May Day 2026: Alarm Industri Berbunyi Nyaring, Kebijakan Nasional di Meja Uji!
Industri manufaktur Indonesia alami tekanan struktural serius. PMI manufaktur sempat kontraksi di 2025, lalu pulih rapuh pada awal 2026. Tekanan terhadap tenaga kerja, PHK, dan penurunan daya beli meningkat. Muhamad Sidarta menegaskan ini sinyal peringatan deindustrialisasi dini yang berpotensi melemahkan daya tahan ekonomi nasional.

Ketua DPD FSP LEM SPSI Jawa Barat, Muhamad Sidarta, peringatkan industri manufaktur Indonesia menghadapi ancaman struktural serius yang berpotensi memicu perlambatan ekonomi mendalam. Tekanan PHK dan efisiensi, yang ditandai lonjakan klaim jaminan sosial, langsung mengikis daya beli masyarakat.
Sidarta menegaskan, kondisi ini jauh dari sekadar siklus ekonomi biasa; ini adalah gejala deindustrialisasi dini yang melemahkan fondasi ekonomi nasional dan menuntut koreksi cepat.
Ancaman Nyata bagi Ekonomi
Data Indeks Manajer Pembelian Manufaktur (PMI) S&P Global menguak kerapuhan pemulihan. Setelah sempat anjlok ke level kontraksi 46,7 pada 2025, PMI memang kembali ke zona ekspansi awal 2026, namun pergerakannya fluktuatif—sinyal pemulihan rapuh.

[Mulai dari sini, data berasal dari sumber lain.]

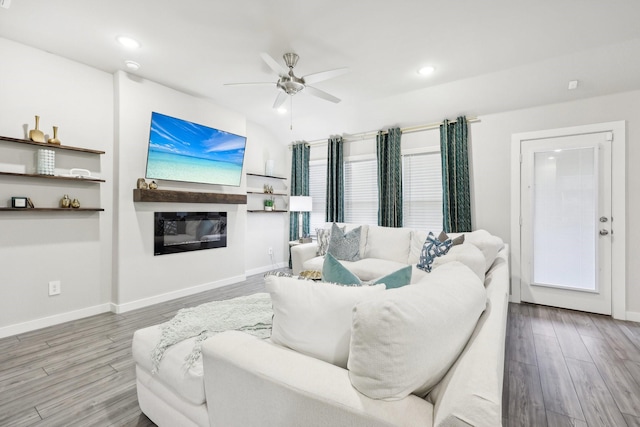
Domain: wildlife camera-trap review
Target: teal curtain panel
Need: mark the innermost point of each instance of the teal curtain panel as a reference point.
(389, 178)
(299, 186)
(456, 200)
(335, 180)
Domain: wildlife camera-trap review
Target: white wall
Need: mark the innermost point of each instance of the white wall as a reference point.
(491, 139)
(37, 247)
(490, 147)
(105, 260)
(266, 230)
(140, 277)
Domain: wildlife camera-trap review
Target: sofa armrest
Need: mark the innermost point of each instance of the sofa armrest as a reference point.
(301, 253)
(250, 382)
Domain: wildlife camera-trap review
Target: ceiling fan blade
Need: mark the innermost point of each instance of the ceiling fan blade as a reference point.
(250, 84)
(325, 75)
(273, 64)
(320, 94)
(282, 96)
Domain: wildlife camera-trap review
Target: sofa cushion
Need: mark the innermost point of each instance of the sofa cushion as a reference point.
(372, 268)
(333, 271)
(467, 254)
(455, 241)
(314, 318)
(323, 236)
(388, 243)
(171, 372)
(489, 244)
(314, 263)
(404, 340)
(345, 246)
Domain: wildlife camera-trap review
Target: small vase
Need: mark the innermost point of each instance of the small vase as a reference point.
(55, 139)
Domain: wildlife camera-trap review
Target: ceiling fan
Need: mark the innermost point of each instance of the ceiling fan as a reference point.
(289, 84)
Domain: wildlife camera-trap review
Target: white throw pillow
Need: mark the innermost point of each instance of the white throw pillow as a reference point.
(405, 340)
(314, 318)
(489, 244)
(467, 254)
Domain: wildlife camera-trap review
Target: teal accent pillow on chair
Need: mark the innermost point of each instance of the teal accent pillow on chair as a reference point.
(334, 272)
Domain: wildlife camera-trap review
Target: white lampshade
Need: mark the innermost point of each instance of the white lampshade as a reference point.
(300, 204)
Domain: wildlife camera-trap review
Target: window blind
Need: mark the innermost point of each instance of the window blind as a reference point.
(361, 192)
(318, 192)
(422, 191)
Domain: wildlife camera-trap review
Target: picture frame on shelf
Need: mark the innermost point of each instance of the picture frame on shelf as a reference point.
(19, 202)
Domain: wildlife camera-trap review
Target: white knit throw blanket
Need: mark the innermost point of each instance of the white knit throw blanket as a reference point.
(251, 314)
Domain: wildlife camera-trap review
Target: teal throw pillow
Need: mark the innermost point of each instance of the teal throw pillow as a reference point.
(345, 246)
(431, 249)
(334, 272)
(443, 237)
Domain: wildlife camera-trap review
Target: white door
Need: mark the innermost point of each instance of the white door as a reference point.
(566, 222)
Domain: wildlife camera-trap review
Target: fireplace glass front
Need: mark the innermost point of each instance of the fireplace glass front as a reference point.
(189, 231)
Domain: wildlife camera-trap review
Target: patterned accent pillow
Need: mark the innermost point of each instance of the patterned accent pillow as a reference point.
(443, 237)
(345, 246)
(431, 249)
(324, 236)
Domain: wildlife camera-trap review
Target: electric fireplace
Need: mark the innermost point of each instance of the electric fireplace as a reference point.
(189, 231)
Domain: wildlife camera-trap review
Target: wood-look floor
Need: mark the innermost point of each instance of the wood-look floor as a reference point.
(568, 368)
(562, 368)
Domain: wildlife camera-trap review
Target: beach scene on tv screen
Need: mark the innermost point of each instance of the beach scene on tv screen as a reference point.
(180, 150)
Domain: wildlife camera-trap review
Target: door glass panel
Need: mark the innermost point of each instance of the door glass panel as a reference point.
(564, 219)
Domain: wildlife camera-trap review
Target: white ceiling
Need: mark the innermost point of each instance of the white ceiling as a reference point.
(490, 56)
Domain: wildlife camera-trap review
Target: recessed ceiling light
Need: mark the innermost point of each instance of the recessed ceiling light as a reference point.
(132, 65)
(128, 42)
(425, 71)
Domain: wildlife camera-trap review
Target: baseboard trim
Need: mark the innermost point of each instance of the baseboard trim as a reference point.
(157, 299)
(633, 316)
(266, 268)
(32, 325)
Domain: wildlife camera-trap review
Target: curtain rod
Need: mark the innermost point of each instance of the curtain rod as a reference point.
(371, 134)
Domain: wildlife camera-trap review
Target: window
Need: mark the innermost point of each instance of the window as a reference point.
(318, 192)
(361, 192)
(422, 191)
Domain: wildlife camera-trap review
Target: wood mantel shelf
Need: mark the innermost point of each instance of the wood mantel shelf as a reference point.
(173, 196)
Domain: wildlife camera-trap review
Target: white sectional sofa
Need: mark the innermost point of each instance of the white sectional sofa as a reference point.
(246, 381)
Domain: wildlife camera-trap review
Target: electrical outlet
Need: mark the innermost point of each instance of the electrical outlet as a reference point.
(55, 287)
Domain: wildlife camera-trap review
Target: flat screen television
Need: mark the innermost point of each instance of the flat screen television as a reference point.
(180, 150)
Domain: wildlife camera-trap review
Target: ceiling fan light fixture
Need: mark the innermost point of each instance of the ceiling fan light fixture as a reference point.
(132, 65)
(427, 70)
(128, 42)
(291, 84)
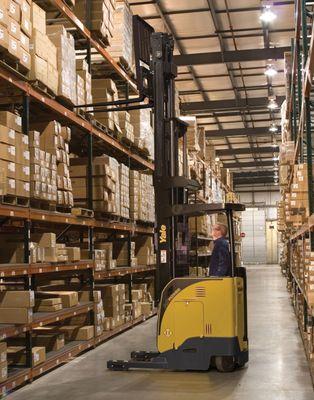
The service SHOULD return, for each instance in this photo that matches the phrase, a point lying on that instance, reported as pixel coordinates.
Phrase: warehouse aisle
(277, 369)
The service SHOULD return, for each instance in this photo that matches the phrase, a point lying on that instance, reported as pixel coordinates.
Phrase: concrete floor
(277, 368)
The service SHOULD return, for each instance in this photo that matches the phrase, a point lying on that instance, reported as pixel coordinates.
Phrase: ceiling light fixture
(272, 104)
(270, 71)
(273, 128)
(267, 15)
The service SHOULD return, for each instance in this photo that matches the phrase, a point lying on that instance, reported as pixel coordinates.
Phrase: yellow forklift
(202, 321)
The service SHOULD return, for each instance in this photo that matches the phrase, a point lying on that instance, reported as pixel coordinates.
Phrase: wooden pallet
(14, 200)
(41, 204)
(100, 126)
(84, 114)
(82, 212)
(41, 87)
(63, 209)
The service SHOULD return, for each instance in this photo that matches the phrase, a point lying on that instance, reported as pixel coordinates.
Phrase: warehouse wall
(260, 244)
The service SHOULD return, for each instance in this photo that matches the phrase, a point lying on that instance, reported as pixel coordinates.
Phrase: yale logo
(163, 234)
(167, 332)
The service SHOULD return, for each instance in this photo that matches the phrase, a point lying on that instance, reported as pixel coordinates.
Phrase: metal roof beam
(216, 105)
(250, 175)
(249, 150)
(261, 131)
(265, 179)
(231, 56)
(252, 164)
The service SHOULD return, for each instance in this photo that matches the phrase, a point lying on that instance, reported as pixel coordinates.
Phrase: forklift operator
(220, 262)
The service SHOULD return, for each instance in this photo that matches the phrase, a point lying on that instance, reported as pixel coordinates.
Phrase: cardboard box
(49, 302)
(11, 120)
(15, 299)
(25, 59)
(77, 333)
(38, 18)
(17, 355)
(3, 371)
(69, 299)
(3, 352)
(22, 188)
(16, 315)
(4, 38)
(51, 342)
(14, 10)
(52, 308)
(14, 29)
(7, 135)
(3, 13)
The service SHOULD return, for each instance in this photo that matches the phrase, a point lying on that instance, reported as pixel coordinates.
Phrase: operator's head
(219, 230)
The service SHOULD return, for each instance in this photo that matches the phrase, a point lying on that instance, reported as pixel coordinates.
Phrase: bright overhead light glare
(272, 105)
(270, 71)
(273, 128)
(267, 15)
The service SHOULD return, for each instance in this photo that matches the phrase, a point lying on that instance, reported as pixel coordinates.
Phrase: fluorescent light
(272, 105)
(273, 128)
(270, 71)
(267, 15)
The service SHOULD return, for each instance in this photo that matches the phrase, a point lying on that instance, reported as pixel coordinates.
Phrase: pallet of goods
(14, 161)
(121, 46)
(102, 18)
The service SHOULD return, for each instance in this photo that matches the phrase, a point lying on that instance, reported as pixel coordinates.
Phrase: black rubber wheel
(225, 363)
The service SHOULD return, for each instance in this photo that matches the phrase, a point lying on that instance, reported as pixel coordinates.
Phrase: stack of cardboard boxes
(102, 14)
(142, 122)
(124, 179)
(104, 257)
(17, 355)
(14, 157)
(105, 183)
(201, 225)
(15, 31)
(142, 303)
(113, 297)
(16, 307)
(142, 201)
(44, 66)
(84, 84)
(297, 200)
(121, 47)
(3, 362)
(54, 140)
(66, 62)
(144, 251)
(126, 127)
(43, 171)
(121, 254)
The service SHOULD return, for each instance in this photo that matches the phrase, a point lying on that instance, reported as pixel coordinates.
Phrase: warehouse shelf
(43, 268)
(16, 378)
(45, 318)
(109, 334)
(19, 376)
(10, 330)
(112, 64)
(13, 270)
(62, 113)
(56, 358)
(43, 216)
(122, 271)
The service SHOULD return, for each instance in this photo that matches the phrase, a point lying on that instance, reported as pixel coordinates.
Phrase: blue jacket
(220, 262)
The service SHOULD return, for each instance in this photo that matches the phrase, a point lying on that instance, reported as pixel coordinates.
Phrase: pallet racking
(299, 115)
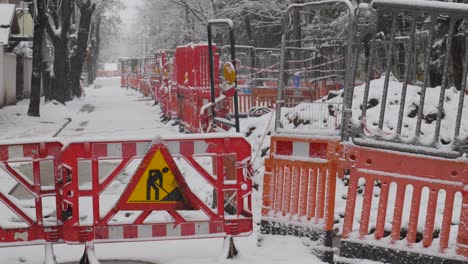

Bersamaan dengan itu, tekanan terhadap tenaga kerja memburuk. Klaim jaminan sosial meningkat tajam, mengindikasikan gelombang PHK dan efisiensi di berbagai sektor, meski data resmi belum sepenuhnya mencatat skala kerusakan di lapangan.
Kondisi ini langsung memukul konsumsi rumah tangga, tulang punggung ekonomi Indonesia. Penurunan daya beli masyarakat memicu efek berantai mematikan: permintaan agregat anjlok, produksi tertekan, investasi stagnan, dan tekanan PHK semakin dalam.
Bukan hanya PHK yang terlihat jelas menjadi bahaya. Penyesuaian bertahap yang secara sistemik mengikis daya beli masyarakat adalah ancaman laten yang lebih berbahaya.
Peringatan Keras dari Serikat Pekerja
“Kita tidak sedang menghadapi krisis terbuka, tetapi juga belum sepenuhnya pulih. Ini fase rawan. Tanpa langkah korektif, tekanan ini dapat berkembang menjadi perlambatan ekonomi yang lebih dalam dan menyeluruh,” tegas Sidarta, Rabu (29/4/2026) di Bandung.
Ia menambahkan, “Yang berbahaya bukan hanya PHK yang terlihat, tetapi penyesuaian bertahap yang melemahkan daya beli secara sistemik.”
Pernyataan Sidarta ini menyoroti urgensi krisis yang sedang bergerak senyap, mengancam stabilitas ekonomi dari dalam.
Deindustrialisasi Dini di Depan Mata
Industri manufaktur Indonesia menunjukkan fenomena “jobless growth” dan “capital-biased industrialization”: investasi meningkat, namun penyerapan tenaga kerja tidak sebanding. Ini menciptakan pertumbuhan yang tidak inklusif dan memperparah ketimpangan.
Tanda-tanda “premature deindustrialization” – deindustrialisasi dini – kian nyata: kontribusi manufaktur terhadap PDB stagnan, penyerapan tenaga kerja melemah drastis, sektor informal membesar, serta pergeseran ke industri berbasis teknologi yang tidak diimbangi kesiapan sumber daya manusia.